Les avocats des entreprises incriminées ont tous avancé des arguments identiques pour défendre les pratiques concertées : l’entente était moins pour fausser la concurrence que pour se protéger contre la concurrence déloyale étrangère, notamment des entreprises allemandes peu respectueuses des accords salariaux applicables.
Cette argumentation n’a toutefois pas résisté à l’analyse pointue qu’en a fait le Conseil de la concurrence.

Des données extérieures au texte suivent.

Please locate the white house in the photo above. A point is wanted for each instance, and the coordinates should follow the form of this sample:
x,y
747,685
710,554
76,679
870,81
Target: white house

Le système de défense des carreleurs qui renvoyaient la responsabilité de leurs agissements peu orthodoxes sur les autorités n’a pas eu davantage de consistance aux yeux du Conseil qui n’y a vu aucune circonstance atténuante. « Il n’est pas établi, souligne-t-il d’ailleurs dans sa décision du 5 mars, que les circonstances économiques juridiques ou techniques exigeaient la concertation entre les différentes associations momentanées. »
L’analyse du relevé des soumissions publiques a toutefois permis de relativiser les craintes des entreprises locales de voir envahir le marché luxembourgeois par des hordes d’artisans étrangers. Entre 2000 et 2006, 22 marchés (sur un total de 24 passés à la loupe par les autorités de la concurrence) ont été attribués à des entreprises luxembourgeoises, soit 84 pour cent du total en valeur. Sur quatre autres chantiers pris en compte entre 2001 et 2004 (Dexia à Esch Belval, Clinique Bohler, école, centre sportif et piscine à Bettembourg et foyer de jour Alzheimer) représentant sept procédures d’une valeur globale de 6,8 millions d’euros, cinq l’ont été à des entreprises luxembourgeoises pour une valeur de 4,3 millions d’euros (63 p.c. du total). « Le Conseil ne saurait suivre le raisonnement des entreprises consistant à soutenir que le marché luxembourgeois se verrait ou se serait vu submergé par des offres émanant d’entreprises étrangères, ni encore moins que les attributions se seraient faites en grande ou majeure partie à celle-ci ». De plus, précise encore le Conseil, « les entreprises incriminées ont été en défaut d’avancer des éléments de preuves tangibles de nature à démontrer que les entreprises étrangères en général et les entreprises de carrelage en particulier auraient de façon constante, continue et régulière enfreint la législation sociale et notamment les dispositions légales et conventionnelles luxembourgeoises relatives au salaire minimum à payer aux ouvriers ».
L’enquête n’a donc pas été une sinécure, les entrepreneurs s’étant mis en embuscade au moindre mouvement des autorités, contestant notamment des refus du Conseil de la concurrence d’accorder des mesures de clémence, alors même que les investigations étaient à mi-chemin. Il est donc probable que la décision du 5 mars fera l’objet de contestations devant les juridictions administratives. Les carreleurs sont d’autant plus remontés qu’ils avaient réclamé que le verdict reste confidentiel. La gravité des infractions, mais surtout la valeur pédagogique escomptée de la sanction ont poussé les membres du Conseil de la concurrence à publier leur décision sans aucune censure.